We're capturing the second to last codons in the match as part of a look ahead operator (captured in $2) so as to resume searching after the first codon to find potentially overlapping matches as seem to be the intention given your expected output. However note that in

ATG111ATG222TAA333TAA444ATG555TAA

While it will report ATG111ATG222TAA, ATG222TAA, and ATG555TAA, some of which overlap, it won't report ATG111ATG222TAA333TAA, ATG111ATG222TAA333TAA444ATG555TAA, ATG222TAA333TAA, ATG222TAA333TAA444ATG555TAA as it stops at the first occurrence of a TAA/TAG/TGA.

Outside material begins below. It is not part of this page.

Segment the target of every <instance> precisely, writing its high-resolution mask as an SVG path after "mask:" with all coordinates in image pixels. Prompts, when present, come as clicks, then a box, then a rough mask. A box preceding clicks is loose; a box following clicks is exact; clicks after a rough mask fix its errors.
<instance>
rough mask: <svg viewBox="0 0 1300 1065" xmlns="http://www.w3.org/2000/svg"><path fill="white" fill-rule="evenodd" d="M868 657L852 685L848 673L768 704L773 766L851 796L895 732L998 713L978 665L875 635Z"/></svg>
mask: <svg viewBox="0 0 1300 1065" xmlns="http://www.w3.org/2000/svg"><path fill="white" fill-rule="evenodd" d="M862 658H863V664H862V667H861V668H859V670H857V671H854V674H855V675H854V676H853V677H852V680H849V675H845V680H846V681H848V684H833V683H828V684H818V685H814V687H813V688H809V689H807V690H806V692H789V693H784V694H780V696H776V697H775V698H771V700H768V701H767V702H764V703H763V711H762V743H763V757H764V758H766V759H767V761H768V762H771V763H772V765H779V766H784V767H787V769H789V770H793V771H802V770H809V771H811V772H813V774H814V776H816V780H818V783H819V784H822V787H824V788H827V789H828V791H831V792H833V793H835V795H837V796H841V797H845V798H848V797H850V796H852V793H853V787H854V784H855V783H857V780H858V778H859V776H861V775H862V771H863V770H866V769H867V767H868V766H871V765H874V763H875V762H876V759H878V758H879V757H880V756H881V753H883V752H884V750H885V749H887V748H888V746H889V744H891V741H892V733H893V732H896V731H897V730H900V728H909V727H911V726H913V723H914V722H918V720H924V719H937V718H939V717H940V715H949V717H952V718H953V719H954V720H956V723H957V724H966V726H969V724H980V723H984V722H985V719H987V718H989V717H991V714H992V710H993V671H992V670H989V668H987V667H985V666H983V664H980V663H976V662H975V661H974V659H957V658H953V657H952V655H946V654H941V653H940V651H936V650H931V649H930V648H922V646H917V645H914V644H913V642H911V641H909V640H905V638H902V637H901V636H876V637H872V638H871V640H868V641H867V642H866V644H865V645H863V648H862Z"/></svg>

That \G(?:...)*? which matches on any amount (as few as possible) of character triplets after the end of the previous match (or the start of the line for the first match) is to make sure the ATG start is aligned on a 3 letter boundary, so that for instance it matches inside 123ATGxxxTGA but not 12ATGxxxTGA. If that's not what you want, just drop it.

3
  • Thanks Stephane, but I have to do it with the for loop
    – Natalia
    May 14 at 19:45
  • 2
    @Natalia why must you use a specific construct? Is this homework?
    – roaima
    May 15 at 10:10
  • @Natalia The loop is implicit in the tool.